Methode vier van vier:
De kaart gebruiken

  1. 1 Bepaal de schaal van de kaart. De schaal op de kaart helpt u de afstand tussen objecten en oriëntatiepunten te bepalen. Dit is handig als u een wandeling of wandeling wilt plannen. Het kan u ook helpen uitzoeken hoe ver u bent van monumenten of objecten. De schaal verschijnt bovenaan of onderaan de kaart en heeft een verhouding ernaast. De regen zal je vertellen hoe je afstand op de kaart meet.[16]
    • Het kan bijvoorbeeld zeggen: "SCALE: 1: 24.000." Dit betekent dat 1 inch (2,5 cm) op de kaart staat voor 61.000 cm (61.000 cm) op de grond.

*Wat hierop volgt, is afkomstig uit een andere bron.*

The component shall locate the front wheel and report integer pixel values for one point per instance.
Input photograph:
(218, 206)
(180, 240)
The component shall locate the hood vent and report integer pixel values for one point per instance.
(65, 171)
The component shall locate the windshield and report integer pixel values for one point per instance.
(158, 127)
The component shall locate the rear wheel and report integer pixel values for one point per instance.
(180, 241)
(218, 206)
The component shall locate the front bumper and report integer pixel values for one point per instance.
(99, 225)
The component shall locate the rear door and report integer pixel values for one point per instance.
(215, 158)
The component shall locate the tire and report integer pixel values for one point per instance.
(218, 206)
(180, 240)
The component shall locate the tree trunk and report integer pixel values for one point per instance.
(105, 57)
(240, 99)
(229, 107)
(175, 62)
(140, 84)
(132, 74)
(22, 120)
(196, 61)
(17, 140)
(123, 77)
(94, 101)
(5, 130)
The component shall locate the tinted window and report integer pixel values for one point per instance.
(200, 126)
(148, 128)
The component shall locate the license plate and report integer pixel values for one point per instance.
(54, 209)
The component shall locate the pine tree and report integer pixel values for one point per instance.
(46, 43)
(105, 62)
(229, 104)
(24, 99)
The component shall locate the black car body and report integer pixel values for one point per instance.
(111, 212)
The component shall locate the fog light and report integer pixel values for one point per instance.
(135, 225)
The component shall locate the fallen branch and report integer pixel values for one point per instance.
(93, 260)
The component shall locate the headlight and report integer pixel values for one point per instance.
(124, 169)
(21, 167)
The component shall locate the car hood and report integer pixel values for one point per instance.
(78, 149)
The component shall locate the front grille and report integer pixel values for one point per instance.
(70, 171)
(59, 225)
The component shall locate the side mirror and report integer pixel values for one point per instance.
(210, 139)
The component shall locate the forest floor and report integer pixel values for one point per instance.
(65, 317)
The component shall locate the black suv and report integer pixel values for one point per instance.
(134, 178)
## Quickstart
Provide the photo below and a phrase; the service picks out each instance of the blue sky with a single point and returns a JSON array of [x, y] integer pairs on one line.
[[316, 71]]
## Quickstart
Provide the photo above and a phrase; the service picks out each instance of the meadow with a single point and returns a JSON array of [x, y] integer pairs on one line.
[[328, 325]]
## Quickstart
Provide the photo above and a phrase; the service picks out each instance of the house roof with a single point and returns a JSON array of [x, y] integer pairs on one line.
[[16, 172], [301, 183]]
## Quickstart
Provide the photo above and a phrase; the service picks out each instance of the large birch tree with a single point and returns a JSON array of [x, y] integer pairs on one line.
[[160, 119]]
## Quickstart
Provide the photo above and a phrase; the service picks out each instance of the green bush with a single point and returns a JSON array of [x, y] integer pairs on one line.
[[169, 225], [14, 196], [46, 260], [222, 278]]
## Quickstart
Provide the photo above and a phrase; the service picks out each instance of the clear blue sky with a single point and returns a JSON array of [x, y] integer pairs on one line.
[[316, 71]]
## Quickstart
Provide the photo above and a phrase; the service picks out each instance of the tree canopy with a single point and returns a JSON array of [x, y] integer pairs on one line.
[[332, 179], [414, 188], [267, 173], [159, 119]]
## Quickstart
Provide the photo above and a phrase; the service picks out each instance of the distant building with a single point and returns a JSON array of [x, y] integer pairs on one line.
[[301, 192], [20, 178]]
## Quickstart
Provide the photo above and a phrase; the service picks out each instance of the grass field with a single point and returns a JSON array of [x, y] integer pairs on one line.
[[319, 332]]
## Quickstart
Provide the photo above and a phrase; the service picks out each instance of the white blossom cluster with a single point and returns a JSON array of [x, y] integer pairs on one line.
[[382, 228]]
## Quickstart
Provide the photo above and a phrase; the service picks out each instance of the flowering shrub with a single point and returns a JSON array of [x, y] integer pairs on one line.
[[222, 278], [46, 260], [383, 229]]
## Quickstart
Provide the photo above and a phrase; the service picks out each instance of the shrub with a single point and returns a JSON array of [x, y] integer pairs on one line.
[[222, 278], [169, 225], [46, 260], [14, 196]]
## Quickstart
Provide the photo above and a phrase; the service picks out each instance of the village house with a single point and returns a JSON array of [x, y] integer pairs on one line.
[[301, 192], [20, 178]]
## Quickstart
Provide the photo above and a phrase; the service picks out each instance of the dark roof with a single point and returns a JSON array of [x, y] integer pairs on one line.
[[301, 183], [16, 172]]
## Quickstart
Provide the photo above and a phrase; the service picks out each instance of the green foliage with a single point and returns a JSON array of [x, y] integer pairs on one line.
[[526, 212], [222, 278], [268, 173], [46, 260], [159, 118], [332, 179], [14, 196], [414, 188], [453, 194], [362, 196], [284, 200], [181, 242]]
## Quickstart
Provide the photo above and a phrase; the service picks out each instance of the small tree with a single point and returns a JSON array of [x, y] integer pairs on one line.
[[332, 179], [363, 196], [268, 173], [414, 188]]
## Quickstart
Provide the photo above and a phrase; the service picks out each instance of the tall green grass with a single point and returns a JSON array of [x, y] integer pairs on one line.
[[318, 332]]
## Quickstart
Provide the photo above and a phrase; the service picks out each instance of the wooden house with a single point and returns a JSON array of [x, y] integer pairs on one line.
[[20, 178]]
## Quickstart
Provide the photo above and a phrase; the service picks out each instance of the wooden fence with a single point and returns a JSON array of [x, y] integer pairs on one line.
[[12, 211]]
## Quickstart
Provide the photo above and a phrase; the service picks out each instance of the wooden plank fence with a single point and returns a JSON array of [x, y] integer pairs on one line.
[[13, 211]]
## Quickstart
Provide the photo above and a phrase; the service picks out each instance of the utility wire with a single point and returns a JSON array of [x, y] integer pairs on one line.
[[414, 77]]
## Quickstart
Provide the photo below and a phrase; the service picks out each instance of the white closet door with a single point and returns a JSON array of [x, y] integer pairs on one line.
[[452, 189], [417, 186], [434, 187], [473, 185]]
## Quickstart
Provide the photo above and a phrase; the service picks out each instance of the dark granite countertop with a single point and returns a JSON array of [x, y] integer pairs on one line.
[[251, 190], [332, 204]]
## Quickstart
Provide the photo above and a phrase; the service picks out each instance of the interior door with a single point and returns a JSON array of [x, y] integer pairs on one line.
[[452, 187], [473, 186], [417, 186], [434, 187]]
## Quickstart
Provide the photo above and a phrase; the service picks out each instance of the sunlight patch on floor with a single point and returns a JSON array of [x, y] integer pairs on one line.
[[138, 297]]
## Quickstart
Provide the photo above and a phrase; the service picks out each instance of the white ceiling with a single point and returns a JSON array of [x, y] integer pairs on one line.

    • Er zal ook een grafische schaal onder de ratio zijn. De grafische schaal verdeelt de kaart met mijlen, feet en kilometers. Gebruik de grafische schaal om snelle schattingen van de afstand op de kaart te maken.
  2. 2 Zoek een hoge piek of heuvel in uw omgeving en verwijs naar de kaart. Als je verdwaalt en je weg moet vinden met behulp van een topografische kaart, probeer dan een oriëntatiepunt te vinden zoals een hoge piek of heuvel vlakbij je. Kijk vervolgens op de kaart naar een reeks cirkelvormige contourlijnen om de heuvel of piek te vermelden. U kunt dan uw weg vinden met behulp van de top of de heuvel op de kaart als richtlijn.[17]

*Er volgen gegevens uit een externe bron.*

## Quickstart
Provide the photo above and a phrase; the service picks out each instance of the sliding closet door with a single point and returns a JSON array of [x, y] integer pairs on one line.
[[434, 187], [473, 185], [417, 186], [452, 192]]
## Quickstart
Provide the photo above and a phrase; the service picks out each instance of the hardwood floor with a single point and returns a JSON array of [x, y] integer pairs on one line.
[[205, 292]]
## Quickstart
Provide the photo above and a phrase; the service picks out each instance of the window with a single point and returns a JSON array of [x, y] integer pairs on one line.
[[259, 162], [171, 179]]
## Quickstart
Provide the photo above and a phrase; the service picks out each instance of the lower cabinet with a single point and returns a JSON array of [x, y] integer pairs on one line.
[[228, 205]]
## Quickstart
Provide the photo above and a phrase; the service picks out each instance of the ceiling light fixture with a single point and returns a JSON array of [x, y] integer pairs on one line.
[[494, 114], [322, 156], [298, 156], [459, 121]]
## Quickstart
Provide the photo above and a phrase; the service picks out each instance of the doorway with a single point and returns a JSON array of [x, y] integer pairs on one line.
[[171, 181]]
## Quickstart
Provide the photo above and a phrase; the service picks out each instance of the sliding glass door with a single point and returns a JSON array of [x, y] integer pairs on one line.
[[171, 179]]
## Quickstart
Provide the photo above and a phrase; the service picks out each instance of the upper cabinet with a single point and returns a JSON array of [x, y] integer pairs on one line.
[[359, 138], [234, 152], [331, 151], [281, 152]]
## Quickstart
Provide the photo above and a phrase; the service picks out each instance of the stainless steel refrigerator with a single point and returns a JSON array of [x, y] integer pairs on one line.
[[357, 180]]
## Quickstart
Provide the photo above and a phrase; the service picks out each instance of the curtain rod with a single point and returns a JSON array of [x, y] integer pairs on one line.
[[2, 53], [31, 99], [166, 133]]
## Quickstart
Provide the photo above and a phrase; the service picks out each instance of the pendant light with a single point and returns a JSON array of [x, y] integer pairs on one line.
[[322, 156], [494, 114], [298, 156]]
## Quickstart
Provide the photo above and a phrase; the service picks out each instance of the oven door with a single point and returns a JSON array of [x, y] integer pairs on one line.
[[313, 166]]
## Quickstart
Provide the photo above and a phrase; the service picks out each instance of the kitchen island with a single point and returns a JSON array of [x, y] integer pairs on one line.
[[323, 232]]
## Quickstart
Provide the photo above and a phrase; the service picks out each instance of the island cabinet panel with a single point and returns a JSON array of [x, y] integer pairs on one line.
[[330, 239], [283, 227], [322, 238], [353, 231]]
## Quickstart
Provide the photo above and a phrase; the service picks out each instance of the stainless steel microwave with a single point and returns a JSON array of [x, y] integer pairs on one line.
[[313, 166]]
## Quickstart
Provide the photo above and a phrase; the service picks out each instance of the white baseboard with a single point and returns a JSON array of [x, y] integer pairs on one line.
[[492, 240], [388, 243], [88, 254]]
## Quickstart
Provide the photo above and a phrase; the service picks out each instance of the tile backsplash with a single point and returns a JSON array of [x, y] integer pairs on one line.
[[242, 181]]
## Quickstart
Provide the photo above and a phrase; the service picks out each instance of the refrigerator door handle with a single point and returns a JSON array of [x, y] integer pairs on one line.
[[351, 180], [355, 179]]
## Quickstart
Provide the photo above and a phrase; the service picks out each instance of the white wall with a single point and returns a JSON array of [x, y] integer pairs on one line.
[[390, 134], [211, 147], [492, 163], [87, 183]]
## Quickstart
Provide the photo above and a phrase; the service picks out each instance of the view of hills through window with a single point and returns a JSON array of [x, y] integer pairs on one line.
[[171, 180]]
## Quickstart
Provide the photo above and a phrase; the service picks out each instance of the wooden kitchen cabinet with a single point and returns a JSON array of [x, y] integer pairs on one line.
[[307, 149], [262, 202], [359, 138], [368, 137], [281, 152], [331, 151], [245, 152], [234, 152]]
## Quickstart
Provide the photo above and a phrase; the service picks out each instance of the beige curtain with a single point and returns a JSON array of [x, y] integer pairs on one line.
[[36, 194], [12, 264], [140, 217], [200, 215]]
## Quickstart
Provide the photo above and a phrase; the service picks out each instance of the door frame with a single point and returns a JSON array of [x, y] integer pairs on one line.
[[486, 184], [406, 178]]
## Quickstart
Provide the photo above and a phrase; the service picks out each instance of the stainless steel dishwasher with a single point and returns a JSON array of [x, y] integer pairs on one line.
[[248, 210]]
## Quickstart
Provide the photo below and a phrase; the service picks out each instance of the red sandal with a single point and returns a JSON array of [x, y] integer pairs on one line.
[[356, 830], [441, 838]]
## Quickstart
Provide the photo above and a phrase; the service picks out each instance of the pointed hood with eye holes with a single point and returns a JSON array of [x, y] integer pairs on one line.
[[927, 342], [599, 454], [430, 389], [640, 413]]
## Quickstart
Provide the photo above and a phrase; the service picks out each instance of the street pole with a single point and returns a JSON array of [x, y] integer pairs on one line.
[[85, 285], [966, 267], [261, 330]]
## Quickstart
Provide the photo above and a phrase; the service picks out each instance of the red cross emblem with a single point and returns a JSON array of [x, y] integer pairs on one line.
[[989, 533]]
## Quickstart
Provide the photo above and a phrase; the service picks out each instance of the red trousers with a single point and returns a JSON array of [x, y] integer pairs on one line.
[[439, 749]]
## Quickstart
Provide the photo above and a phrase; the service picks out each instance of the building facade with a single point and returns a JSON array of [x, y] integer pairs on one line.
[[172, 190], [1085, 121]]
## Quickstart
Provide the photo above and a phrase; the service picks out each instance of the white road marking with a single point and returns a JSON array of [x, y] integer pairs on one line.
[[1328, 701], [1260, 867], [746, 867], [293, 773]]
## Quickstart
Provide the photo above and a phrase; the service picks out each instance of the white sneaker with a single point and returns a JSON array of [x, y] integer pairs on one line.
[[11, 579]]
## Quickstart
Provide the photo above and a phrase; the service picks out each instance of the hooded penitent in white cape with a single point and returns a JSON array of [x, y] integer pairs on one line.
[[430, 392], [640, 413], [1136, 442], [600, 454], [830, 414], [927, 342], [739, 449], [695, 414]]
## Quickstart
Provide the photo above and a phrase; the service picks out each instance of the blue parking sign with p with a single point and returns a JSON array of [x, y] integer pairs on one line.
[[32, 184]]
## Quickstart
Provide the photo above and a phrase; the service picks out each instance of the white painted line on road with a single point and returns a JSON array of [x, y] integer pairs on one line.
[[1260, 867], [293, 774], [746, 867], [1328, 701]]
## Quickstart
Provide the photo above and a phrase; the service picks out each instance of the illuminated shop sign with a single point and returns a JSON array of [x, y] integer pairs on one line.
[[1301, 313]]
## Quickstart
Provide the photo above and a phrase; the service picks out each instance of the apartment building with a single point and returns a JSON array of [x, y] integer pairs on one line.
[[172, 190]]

  3. 3 Zoek naar een waterpartij of een door de mens gemaakte structuur. Je kunt ook een nabijgelegen waterpartij zoals een rivier, beek, meer of dam gebruiken om je locatie te bepalen. Of gebruik een door de mens gemaakt gebouw zoals een camping, een gebouw, een school of een rustruimte om u te oriënteren op de kaart.[18]
    • Als u niet weet aan welke kant van een functie u zich bevindt, zoek dan een andere functie en bepaal waar u zich bevindt ten opzichte van beiden.